Quatre whiskies donc, aux profils très variés. Il ne faut pas, en effet, limiter l’identité de l’île d’Islay à la seule tourbe. Nous le verrons, ces quatre expressions révèlent des qualités qui vont au-delà de l'image d'Épinal associée à leur génome tourbé. Enfin, il faut noter que ces distilleries continuent de faire le choix du vieillissement pour leurs expressions de base. On ne leur jettera pas la pierre.
Laphroaig 10
Le nez nous projette direct dans un autre monde. Grosse tourbe d’entrée, gras, bien enrobé et un peu confit. C’est vraiment un autre délire. Médicament, herbe, foin, chocolat et agrumes. Noix de coco, un petit coté tropiques. D’une richesse incroyable. La différence par rapport aux autres est ahurissante. Ils nous paraissent bien faibles. On vibre. Plus goudronné en bouche qu’au nez. Mélange de bitume et de pneu, bien enrobé et adouci par les fruits. Plein d’agrumes, zestes de citron et orange, notes mentholées et iodées. La pharmacie. Chocolat noir en finale. Thé Lapsang Souchong. Wahou !
Ardbeg 10
Un nez beaucoup plus sec. La tourbe. Fumée, cheminé et pneu. Ushuaia. – on a retrouvé ce mot dans nos notes. Moins riche et plus alcooleux. Un poil plus marin. Prend cher par rapport au premier. Plus minéral aussi, avec un coté vif et sucré. Radical. En bouche c’est beaucoup plus droit, moins riche et plus fumé. Chocolat surpuissant. Encore plus long. Moins intéressant au début mais la finale s’avère longue et savoureuse. A la fois léger et puissant. Un peu monolithique tout de même.
Lagavulin 16
Le nez est très fruité. Commence sur des agrumes, zestes d’oranges et fruits tropicaux acidulés. Noix de coco et une petite influence de sherry. Bien fait. Beaucoup de rondeurs. En bouche, grosse richesse. Grosse attaque d’entrée et bonne occupation du terrain. Devient ensuite sucré et aromatique avec de la réglisse noire (Zan) et des herbes, un peu de violettes. Saturé d’odeurs de fleurs. Enivrant.
Caol Ila 12
Le nez est vraiment en retrait – et en dessous – par rapport aux autres. Plus délicat et moins expressif. Saute un peu à la narine. La tourbe est assez puissante, c’est plus marin avec l’iode et la tourbe en avant. En bouche c’est autre chose. Grosse tourbe mais aussi une certaine douceur. Miel et beaucoup de réglisse. Super homogène. Plantes aromatiques, sel et iode. On sent un peu moins la tourbe qui est bien intégrée.
Les résultats
Grosse surprise. La victoire se joue vraiment à rien. Un problème de dérailleur au pied de l’Alpe d’Huez et Laphroaig s’échappe. Avec 29 points c’est le grand vainqueur du groupe de la mort. Félicitations ! A la photo finish, Ardbeg (16 points ) dépasse d’une courte tête Lagavulin ( 15 points). Caol Ila termine dernier mais avec les honneurs (12 points).

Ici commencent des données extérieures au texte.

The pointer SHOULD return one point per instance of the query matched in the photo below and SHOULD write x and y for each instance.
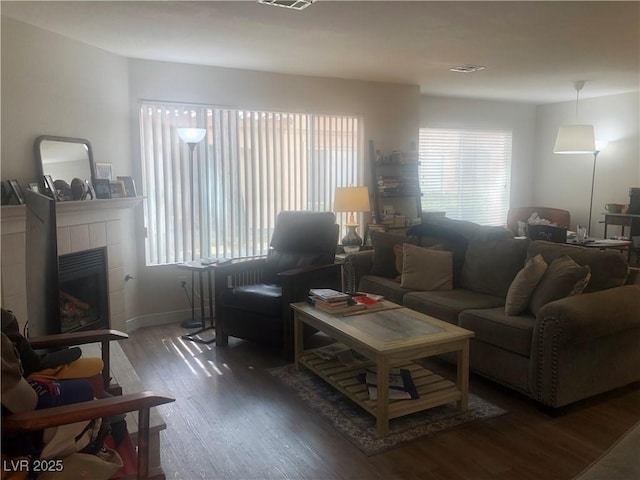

Au final, cette poule était bien la plus relevée de ce premier tour de la Coupe du Monde. Tous les whiskies étaient bons et la dégustation un réel plaisir. Tous les verres ont terminé vides et les juges heureux. Une larme a quand même été versée pour l’élimination précoce de Lagavulin.
Revivez ici la cérémonie d'ouverture, là le match des Highlands, ici la poule du Speyside et là le groupe des Islands.
Rendez-vous pour la finale !
Moi qui ne touche d’habitude qu’aux vins, je crois que vous venez de me convertir au whisky. Excellent style d’écriture et ton de voix, je m’abonne direct au site.
Merci! On n à pas pour habitude de faire dans le prosélytisme mais si on peut convertir les amateurs de vin on est content. Cela dit on aime aussi le vin mais on est incompétent en la matière.